Männerfreundschaften muss man nicht hegen und pflegen. Weder will der Mann, dass von ihm regelmäßiges Melden erwartet wird, noch erwartet er es. Man kann sich ein ganzes Jahr nicht melden. Aber wenn man dann wieder auftaucht, freut er sich und will nur wissen, ob es einem gutgeht. Frauen erwarten regelmäßige Newsletter. Und wenn man eine aus dem Verteiler streicht, merkt sie es sofort, und dann: siehe oben.
Sind Männer einfach weniger neidisch?
Der letzte Grund, der das ganze Problem und die vorher genannten Gründe untermauert, ist der Neid. Wir Frauen sind grundsätzlich neidisch auf jede andere Frau. Auch wenn es keine rationalen Gründe gibt – wenn man etwa das, was die andere hat, gar nicht haben möchte, das Leben der anderen nicht leben möchte –, ist immer ein Grundneid vorhanden, der bei jeder Zurückweisung, Unsicherheit oder anderen Ängsten hochkommt und zu einem Vernichtungsmittel heranwachsen kann.

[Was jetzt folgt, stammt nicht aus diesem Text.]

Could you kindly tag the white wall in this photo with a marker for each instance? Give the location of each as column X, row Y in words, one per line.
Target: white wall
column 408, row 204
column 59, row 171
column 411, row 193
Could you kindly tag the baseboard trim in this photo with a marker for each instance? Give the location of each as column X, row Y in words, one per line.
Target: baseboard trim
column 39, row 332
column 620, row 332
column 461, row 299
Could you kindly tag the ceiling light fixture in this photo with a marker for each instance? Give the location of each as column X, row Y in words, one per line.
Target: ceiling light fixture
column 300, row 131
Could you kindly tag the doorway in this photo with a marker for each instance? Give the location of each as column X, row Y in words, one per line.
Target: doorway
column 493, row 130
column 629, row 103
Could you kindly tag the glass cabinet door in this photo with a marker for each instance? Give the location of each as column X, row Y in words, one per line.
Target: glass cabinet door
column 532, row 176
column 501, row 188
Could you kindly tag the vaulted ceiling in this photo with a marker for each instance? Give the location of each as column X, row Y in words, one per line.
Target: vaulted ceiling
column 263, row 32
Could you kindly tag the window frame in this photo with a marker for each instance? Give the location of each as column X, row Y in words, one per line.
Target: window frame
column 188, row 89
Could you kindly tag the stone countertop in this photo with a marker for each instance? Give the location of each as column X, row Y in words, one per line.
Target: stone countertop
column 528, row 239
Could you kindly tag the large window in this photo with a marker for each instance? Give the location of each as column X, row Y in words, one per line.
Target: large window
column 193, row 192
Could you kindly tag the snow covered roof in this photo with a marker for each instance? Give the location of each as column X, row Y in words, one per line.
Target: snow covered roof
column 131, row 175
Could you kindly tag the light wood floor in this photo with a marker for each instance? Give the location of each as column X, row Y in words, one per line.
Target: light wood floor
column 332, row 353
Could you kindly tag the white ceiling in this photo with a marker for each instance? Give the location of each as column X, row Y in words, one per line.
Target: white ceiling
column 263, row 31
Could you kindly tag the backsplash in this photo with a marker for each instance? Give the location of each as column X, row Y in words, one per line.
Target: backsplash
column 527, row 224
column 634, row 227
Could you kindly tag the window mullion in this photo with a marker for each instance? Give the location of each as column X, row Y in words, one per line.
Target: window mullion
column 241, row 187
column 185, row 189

Wir konkurrieren und vergleichen uns nonstop.
Natürlich verspüren Männer auch Neid, aber zum einen sind bei ihnen Neid und Hass nicht so nah beieinander gebaut, zum anderen können Männer einander auch etwas gönnen und sind sogar stolz, wenn der buddy sich Dinge leisten kann, die sie sich selbst nicht leisten können. „Mein buddy hat sich ein Boot gekauft, das liegt jetzt im Hafen und wartet auf uns im Sommer.“ Frauen können das sehr selten, zumal es bei uns nicht nur um materielle Dinge geht, sondern um alles. Schönheit, Erfolg, Aufmerksamkeit, Freunde, Männer, Geld, Prozente bei Chanel. Motto: Es gibt nichts, worauf neidisch zu sein, es sich nicht lohnen würde. Aber, liebe Freundinnen und Feindinnen: Nur, wenn man zusammenhält, ist man wirklich stark.
Der hier leicht gekürzte Text erschien zuerst in der Schweizer Weltwoche.